The RFI asks for public comment on ways that CMS could further facilitate the sale of individual health insurance across state lines. The 22 questions focus on ways to expand access to coverage sold across state lines, ways to operationalize compacts, and the financial impact of doing so. (Section 1333 also allows insurers to, with the Secretary’s approval, offer “nationwide” QHPs if they meet certain plan requirements. The RFI does not appear to address these plans and focuses entirely on compacts.)
CMS asks for feedback on the advantages and disadvantages of compacts, actions the federal government could take to help facilitate sales across state lines, why states have not adopted new laws on compacts, and how the sale of coverage across state lines would affect people with preexisting conditions and disabilities, veterans, and other populations. CMS asks how difficult it is for small and regional insurers to develop provider networks in multiple states and if and whether insurers with a national provider network would face challenges in offering coverage through a compact. CMS also asks a series of questions related to rating, risk pooling, and out-of-pocket costs for coverage crossing state lines; other questions focus on insurers’ operating costs, market participation, and consolidation.

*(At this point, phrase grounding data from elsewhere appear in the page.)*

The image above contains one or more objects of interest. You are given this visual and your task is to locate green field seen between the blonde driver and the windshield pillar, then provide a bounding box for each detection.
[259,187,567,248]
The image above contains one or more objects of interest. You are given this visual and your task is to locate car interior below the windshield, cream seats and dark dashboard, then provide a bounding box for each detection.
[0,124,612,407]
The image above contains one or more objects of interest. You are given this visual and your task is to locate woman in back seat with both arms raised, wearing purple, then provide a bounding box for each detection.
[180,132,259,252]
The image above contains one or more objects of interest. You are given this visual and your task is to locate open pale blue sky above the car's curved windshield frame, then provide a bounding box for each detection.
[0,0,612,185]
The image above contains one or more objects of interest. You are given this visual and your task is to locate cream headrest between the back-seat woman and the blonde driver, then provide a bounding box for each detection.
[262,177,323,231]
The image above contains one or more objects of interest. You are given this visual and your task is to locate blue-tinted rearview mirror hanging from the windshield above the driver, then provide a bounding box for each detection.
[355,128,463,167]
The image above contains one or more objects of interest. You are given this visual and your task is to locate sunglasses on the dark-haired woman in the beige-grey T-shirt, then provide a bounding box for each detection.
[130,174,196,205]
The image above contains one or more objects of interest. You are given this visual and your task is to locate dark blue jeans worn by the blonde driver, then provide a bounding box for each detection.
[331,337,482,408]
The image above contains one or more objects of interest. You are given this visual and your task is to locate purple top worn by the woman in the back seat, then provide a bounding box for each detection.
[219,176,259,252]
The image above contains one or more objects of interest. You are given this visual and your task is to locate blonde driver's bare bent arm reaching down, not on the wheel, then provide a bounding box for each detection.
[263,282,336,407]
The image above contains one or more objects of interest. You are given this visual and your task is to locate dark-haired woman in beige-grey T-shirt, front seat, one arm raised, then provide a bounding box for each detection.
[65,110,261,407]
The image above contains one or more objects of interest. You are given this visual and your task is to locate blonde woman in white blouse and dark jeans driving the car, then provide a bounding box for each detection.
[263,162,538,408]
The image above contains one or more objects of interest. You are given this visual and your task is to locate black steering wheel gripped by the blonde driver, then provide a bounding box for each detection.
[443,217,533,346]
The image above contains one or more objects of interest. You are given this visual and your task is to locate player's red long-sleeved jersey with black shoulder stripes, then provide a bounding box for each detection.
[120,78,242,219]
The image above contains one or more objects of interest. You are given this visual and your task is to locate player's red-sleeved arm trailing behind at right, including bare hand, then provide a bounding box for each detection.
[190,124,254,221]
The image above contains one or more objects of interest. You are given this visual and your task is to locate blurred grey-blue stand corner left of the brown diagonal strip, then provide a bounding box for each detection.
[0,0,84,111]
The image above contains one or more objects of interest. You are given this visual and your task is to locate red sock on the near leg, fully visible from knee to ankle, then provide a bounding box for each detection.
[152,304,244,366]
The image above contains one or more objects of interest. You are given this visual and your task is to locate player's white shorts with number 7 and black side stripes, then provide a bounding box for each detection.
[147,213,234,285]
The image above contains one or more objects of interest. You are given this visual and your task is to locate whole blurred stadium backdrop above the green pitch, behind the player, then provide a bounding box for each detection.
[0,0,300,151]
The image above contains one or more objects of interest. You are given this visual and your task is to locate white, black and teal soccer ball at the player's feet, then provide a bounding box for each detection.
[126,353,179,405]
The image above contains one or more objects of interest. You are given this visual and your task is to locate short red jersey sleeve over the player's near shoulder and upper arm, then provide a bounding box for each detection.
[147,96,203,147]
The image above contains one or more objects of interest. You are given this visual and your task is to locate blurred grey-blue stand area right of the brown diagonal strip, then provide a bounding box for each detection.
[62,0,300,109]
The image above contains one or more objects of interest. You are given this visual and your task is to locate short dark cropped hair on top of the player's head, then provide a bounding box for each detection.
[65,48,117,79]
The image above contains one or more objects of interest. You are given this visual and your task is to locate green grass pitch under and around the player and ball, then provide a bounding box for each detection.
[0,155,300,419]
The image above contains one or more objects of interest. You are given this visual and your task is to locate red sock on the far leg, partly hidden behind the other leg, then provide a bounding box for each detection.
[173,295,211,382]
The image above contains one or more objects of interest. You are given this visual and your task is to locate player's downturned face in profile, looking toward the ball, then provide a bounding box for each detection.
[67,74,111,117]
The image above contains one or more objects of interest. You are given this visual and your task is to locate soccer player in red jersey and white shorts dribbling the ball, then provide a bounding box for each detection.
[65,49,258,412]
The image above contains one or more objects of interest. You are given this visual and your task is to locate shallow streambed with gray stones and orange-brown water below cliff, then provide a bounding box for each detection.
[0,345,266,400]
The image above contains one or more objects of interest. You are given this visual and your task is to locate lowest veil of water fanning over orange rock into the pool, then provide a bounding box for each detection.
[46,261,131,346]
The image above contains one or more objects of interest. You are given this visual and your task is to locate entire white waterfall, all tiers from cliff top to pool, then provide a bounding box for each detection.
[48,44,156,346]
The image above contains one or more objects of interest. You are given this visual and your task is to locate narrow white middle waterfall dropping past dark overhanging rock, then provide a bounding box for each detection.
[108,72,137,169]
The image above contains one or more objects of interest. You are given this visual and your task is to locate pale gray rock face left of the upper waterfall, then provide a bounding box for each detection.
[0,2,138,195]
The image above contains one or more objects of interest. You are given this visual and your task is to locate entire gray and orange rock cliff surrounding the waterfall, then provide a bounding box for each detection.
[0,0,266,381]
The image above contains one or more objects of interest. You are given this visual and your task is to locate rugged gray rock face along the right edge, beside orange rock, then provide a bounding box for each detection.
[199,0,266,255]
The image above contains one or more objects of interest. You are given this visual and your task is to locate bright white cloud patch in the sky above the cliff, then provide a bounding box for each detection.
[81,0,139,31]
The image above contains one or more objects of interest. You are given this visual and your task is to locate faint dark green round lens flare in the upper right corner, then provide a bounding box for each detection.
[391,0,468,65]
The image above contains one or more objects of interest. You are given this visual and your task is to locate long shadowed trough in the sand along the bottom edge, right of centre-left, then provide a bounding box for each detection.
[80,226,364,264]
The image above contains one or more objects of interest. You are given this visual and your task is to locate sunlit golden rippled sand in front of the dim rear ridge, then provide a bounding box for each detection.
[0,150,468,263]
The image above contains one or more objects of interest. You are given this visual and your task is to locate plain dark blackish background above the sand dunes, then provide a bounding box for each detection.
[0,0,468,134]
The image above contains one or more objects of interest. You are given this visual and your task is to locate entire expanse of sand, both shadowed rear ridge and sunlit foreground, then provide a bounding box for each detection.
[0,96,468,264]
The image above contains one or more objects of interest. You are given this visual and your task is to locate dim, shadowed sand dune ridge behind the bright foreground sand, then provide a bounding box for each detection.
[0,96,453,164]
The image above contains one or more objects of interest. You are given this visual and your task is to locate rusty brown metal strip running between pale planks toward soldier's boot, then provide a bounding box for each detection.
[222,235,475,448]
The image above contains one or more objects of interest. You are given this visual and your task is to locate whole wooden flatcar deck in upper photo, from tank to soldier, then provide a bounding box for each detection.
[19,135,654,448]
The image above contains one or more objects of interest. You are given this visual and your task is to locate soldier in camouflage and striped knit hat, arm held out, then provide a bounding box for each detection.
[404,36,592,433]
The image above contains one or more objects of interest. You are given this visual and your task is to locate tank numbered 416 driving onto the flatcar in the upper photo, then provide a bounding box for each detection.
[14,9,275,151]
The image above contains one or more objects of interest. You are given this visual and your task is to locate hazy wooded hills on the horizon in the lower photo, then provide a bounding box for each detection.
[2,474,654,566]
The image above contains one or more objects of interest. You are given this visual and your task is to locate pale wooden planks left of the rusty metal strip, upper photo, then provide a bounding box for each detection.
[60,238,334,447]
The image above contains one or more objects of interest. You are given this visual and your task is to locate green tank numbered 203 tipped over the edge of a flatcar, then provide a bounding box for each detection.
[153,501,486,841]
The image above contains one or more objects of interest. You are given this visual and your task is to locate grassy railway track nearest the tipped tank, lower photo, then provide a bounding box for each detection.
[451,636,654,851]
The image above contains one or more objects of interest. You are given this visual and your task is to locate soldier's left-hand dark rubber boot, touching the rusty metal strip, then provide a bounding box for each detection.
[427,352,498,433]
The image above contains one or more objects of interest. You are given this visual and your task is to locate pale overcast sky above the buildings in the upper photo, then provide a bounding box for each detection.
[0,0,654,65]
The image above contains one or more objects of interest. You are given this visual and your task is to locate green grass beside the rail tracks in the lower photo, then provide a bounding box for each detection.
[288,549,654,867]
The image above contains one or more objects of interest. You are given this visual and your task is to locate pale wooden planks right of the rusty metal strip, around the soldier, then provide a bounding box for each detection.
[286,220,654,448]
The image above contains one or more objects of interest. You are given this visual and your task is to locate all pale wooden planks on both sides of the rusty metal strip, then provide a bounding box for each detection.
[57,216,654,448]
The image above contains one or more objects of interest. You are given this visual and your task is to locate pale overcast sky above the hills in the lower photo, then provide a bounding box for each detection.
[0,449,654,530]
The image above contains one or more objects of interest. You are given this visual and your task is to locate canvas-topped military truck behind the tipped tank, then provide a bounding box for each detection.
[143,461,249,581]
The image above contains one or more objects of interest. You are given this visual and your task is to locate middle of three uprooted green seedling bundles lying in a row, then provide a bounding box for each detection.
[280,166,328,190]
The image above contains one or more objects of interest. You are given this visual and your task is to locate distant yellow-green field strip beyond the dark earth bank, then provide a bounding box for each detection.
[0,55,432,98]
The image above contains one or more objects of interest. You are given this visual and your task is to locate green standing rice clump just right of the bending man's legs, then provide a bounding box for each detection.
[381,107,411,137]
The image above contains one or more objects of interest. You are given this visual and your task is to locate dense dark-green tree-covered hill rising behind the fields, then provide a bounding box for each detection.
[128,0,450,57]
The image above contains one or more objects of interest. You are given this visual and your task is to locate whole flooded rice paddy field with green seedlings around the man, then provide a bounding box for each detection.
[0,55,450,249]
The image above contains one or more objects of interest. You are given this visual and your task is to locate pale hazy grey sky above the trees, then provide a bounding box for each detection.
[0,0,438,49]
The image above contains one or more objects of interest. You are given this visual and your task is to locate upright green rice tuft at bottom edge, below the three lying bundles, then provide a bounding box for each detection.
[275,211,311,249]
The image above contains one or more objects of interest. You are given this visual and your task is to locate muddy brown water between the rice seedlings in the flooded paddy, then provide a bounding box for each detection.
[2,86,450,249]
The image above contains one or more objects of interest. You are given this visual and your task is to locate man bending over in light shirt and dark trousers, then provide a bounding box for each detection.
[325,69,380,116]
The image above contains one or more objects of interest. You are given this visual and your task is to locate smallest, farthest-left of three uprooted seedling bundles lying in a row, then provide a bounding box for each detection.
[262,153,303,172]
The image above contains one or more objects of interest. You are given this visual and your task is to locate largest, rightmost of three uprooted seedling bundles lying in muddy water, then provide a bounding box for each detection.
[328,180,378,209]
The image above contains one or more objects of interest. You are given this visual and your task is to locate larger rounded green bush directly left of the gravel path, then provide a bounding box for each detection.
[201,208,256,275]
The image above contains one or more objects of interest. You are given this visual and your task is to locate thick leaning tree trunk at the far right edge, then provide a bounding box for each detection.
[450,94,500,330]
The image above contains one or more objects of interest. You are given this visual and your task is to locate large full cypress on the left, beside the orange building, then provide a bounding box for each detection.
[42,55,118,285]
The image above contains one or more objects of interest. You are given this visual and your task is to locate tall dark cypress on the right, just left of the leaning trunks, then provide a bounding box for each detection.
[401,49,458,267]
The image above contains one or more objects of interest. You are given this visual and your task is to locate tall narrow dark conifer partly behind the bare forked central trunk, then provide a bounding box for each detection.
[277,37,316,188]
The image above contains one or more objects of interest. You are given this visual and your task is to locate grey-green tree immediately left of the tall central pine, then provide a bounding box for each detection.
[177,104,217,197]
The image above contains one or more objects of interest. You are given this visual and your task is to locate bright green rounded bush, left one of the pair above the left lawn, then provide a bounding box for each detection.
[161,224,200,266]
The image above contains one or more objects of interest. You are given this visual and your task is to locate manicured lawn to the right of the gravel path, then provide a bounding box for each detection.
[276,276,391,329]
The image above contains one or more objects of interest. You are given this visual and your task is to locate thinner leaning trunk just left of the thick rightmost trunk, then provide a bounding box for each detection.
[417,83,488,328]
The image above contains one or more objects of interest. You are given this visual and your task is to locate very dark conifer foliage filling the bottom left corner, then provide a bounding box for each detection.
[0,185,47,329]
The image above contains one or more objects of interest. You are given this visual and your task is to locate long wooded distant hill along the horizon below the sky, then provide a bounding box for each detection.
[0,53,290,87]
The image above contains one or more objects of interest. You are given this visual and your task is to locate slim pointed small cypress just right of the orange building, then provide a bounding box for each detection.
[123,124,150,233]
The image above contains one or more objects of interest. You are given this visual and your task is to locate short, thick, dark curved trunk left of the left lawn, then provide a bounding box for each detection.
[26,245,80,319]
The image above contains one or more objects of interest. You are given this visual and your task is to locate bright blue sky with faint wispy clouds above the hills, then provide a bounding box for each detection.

In an issue to keep an eye on, CMS asks whether other mechanisms outside of Section 1333 compacts (such as a memorandum of understanding) could be used to facilitate the sale of coverage across state lines. CMS goes on to ask whether selling short-term plans, farm bureau coverage, or other state-licensed coverage through such arrangements would help facilitate the sale of coverage across state lines. It is worth noting recent evidence that short-term coverage is already being sold across state lines through out-of-state associations that are exempt from state regulation. (It is also unclear why this question is included in the RFI since Section 1333 is expressly limited to the sale of QHPs that meet specific guardrails, and compacts could not be used to sell non-ACA coverage such as short-term plans.)
CMS notes that it does not intend to preempt state law or otherwise impede the role states play in regulating private health insurance. However, proposals to allow the sale of coverage across state lines can significantly undermine protections in a state where the product is being sold. These effects are outlined further in this NAIC resource. This is likely one reason why Section 1333 explicitly requires states to opt into a compact before the sale of coverage across state lines is allowed. Further, the RFI’s questions are silent as to the role of the NAIC in developing standards for compacts even though Section 1333 requires the Secretary to consult with the NAIC.
CMS notes that there are several other mechanisms to facilitate the sale of individual health insurance across state lines, such as interstate health compacts adopted at the state level. Although organizations such as the American Legislative Exchange Council advocate for broader types of state health compacts that would suspend federal insurance laws, CMS notes that these types of compacts would need to be approved by Congress and would likely face legal challenges.